For a start, you have to click something on the extememe left and then move all the way across to the extreme right, just to toggle a check box, which breaks just about every UI rule in the book!
Oh, come on! I can think of all sorts of examples of this in many apps. For instance in Mail the mailbox-search field is at the right edge of the toolbar, while the controls to select which mailbox to search in are on the left. It’s a common design to have a source list/outline on the left of the window and an inspector view on the right.
Yes, mail suffers from the same thing - guess who both apps were written by! lol
It would be lovely if every control in an app could be put right next to every other control that it ever interacted with, but basic 2D geometry makes that impossible. :)
The whole design is PANELA-WorkSpace-PANELB, if it were PANELA-PANEL-B-wortkspace, they would be nearer automatically.
You’re right it is impossible to put every control next to every other control if everything is in the same window!!!
In the XCode case, you have a File list Panel on the left, then the source file or whatever in the middle and a Utilities/Properties Panel on the right. If the properties panel opened in a separate window and it remembered it’s position, then you could move it where ever you wanted it, so you could have every control you need right now next to every other control you need right now or at least a lot closer! Which is what we had originally!

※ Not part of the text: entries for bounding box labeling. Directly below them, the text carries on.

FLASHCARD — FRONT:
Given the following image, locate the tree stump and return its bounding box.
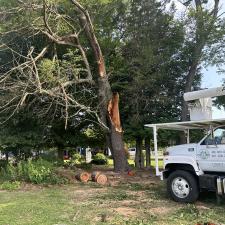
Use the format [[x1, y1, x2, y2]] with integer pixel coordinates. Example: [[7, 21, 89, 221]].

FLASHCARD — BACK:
[[75, 172, 90, 183], [91, 171, 101, 182], [96, 174, 108, 185], [91, 172, 108, 185]]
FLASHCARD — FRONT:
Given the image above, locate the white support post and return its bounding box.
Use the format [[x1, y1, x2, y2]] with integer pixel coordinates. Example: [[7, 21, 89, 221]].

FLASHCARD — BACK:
[[187, 129, 190, 144], [153, 126, 161, 176]]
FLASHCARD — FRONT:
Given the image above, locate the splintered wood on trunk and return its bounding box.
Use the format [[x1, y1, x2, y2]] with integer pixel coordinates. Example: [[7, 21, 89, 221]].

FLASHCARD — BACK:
[[108, 93, 128, 171], [108, 93, 122, 133], [145, 138, 151, 168], [71, 0, 127, 172]]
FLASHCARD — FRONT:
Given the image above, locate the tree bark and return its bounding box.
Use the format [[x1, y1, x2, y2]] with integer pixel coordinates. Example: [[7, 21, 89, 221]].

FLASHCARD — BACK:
[[71, 0, 128, 172], [145, 137, 151, 169], [57, 146, 64, 161]]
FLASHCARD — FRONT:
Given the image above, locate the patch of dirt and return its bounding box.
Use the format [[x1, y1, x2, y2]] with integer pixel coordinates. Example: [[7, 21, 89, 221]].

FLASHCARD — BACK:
[[150, 207, 174, 215], [113, 207, 138, 217]]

If you could just move the two panels on the left and right to where you wanted them horizontally within the window, you could at least position things so they are a lot nearer to each other when you needed to for the task in hand!
The (lack) of UI design in XCode 5 is shocking, why they don’t employ a really good UI designer rather than leaving it up to the whim of developers is beyond me.
No, the UI of Apple apps is NEVER left up to the developers. There are always UI designers involved.
Obviosuly not very good ones in this case! lol
I worked on OS X apps at Apple for years (2000–2007), though not on Xcode. Sometimes I disagreed with the designers’ decisions because they were prioritizing aesthetics over functionality, and sometimes they didn’t understand the usage of the app as well as I did, but they were very much involved. Often with veto power.
Agreed! QuickTime Player was a good example of this!
I have a sinking feeling we’re about to see yet another flame war about Xcode’s UI. Please don’t go there, folks, not again. Or before you play back-seat driver, show us the amazing and perfect application UI’s _you’ve_ designed.
Don’t want a flame war and don’t take part in them, but really it doesn’t take a degree in applied metaphysics to point out a bad UI.